All good is hard. All evil is easy. Dying, losing, cheating, and mediocrity is easy. Stay away from easy. – Scott Alexander
I am mediocre.
The truth is, I’m addicted to mediocrity. It’s the easy way around. No opinion, no idea to share, no conviction of anything, doesn’t side to any argument. I’m the typical boring person.
But the truth is, it’s killing me.
I remember growing up having big dreams. I remember dreaming of becoming a TV newscaster and an English teacher when I grew up. In college I thought of starting my own magazine publishing company after I graduated. Heck, I even dreamt of becoming a poet.
But none of those dreams came true, though.
After I graduated from college I worked on mediocre jobs. After a couple of years I became a wife and a mother of four, sitting all day in front of my computer doing a work-at-home mediocre job and wait for my husbands’ pay. I don’t complain; life is good, we all get to eat and can send our children to a good school.
But in all honesty, I am by far an ordinary soul waiting for things to unfold in front of me. How many mothers like me do that? Sit all day and wait? A lot, right? A lot of mediocre souls like me.
It’s easy being plain and simple.
But no matter how mediocre my life is, I just can’t shake the feeling that this isn’t it.
This isn’t the life that is mine; it’s not the life I was built for.
We’ve all got our own version of mediocrity – what’s yours?

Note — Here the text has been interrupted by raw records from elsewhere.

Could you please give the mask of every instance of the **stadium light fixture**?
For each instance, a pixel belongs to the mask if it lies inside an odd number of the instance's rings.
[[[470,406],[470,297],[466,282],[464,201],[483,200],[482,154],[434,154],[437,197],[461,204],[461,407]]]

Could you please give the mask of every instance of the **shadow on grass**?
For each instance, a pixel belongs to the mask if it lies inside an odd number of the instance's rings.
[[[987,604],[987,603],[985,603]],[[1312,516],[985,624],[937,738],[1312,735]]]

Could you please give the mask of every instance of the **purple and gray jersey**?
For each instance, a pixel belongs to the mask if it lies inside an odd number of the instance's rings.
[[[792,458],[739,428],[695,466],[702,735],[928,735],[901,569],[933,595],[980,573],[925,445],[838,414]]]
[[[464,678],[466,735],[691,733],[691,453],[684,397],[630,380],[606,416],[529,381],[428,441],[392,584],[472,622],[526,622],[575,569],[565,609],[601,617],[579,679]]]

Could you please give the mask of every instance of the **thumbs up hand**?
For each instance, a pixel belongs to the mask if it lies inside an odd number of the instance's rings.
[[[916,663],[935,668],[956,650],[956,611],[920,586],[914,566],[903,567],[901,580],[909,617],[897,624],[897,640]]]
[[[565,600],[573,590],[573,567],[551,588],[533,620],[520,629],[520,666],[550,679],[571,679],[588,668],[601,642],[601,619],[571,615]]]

OK, don’t get me wrong. I truly respect those mothers who stay home to mind their household and children. I know that we all walk in different paths of life and I respect the fact that my version of mediocrity is different from everyone else’s. I’m not setting any standard of mediocrity here. So feel free to share your version of mediocrity and I promise I won’t play judge.
My version of mediocrity is to stay at home, work on my mediocre job that brings in a little pay, and do unexciting daily tasks because I have nothing else to do and I’m pretty stuck. The best part is, I’m used to it.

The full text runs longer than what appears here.